When a packet reaches a switch:

The switch checks whether its identifier appears in the route list
It removes its own identifier
The next-hop identifier becomes active
The packet continues using static forwarding tables

This significantly simplifies switch behavior and eliminates entire classes of routing instability.

If a path fails, MRC simply stops selecting it without requiring network-wide convergence events.

🏭 Industry Collaboration Behind MRC
#

The MRC ecosystem represents a rare collaboration between major AI infrastructure vendors.

NVIDIA
#

NVIDIA validated and optimized MRC on its Spectrum-X Ethernet platform.

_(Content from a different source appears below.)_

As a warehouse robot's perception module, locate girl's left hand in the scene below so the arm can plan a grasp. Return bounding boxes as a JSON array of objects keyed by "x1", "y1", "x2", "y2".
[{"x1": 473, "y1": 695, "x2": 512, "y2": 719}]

The company highlighted MRC’s microsecond-scale failure bypass capabilities as critical for synchronized GPU training environments.

AMD
#

AMD contributed congestion control technologies and previously developed a pre-standard enhanced RoCEv2 transport implementation that evolved into MRC.

AMD also confirmed support for MRC on its 400G and upcoming Pensando Vulcano 800G AI NICs.

Broadcom
#

Broadcom integrated MRC support into its Thor Ultra 800Gbps Ethernet platform.

Its programmable data path architecture supports:

Advanced congestion control
Reliable transmission
Adaptive load balancing
Multi-plane traffic management

Intel
#

Intel stated that MRC enables ultra-large-scale Ethernet cluster deployment while reducing:

Switch hierarchy depth
Power consumption
Operational complexity

📈 Why MRC Matters for Future AI Infrastructure
#

As frontier AI models continue scaling, network efficiency is rapidly becoming the defining factor in usable compute performance.

GPU count alone no longer guarantees faster training.

The real challenge is ensuring that tens of thousands of accelerators remain synchronized despite:

Hardware failures
Congestion events
Maintenance operations
Traffic imbalance
Routing instability

MRC directly targets these limitations.

By combining:

Multi-plane networking
Parallel path utilization
Hardware-based fault bypass
Packet scattering
SRv6 source routing
Simplified control planes

the protocol dramatically improves resilience and GPU utilization in ultra-large AI clusters.

🔍 Conclusion
#

MRC represents a significant evolution in Ethernet-based AI networking.

Rather than treating failures as rare edge cases, the protocol assumes large-scale clusters will constantly experience congestion, packet loss, and hardware disruptions. Its architecture is designed to absorb these events without interrupting synchronized training workloads.

For hyperscale AI infrastructure, this shift is critical.

The collaboration between OpenAI, NVIDIA, AMD, Intel, and Broadcom also signals a broader industry trend: networking efficiency is becoming one of the most important competitive battlegrounds in AI supercomputing.

As training clusters push toward hundreds of thousands of GPUs, protocols like MRC may become foundational technologies enabling the next generation of frontier AI systems.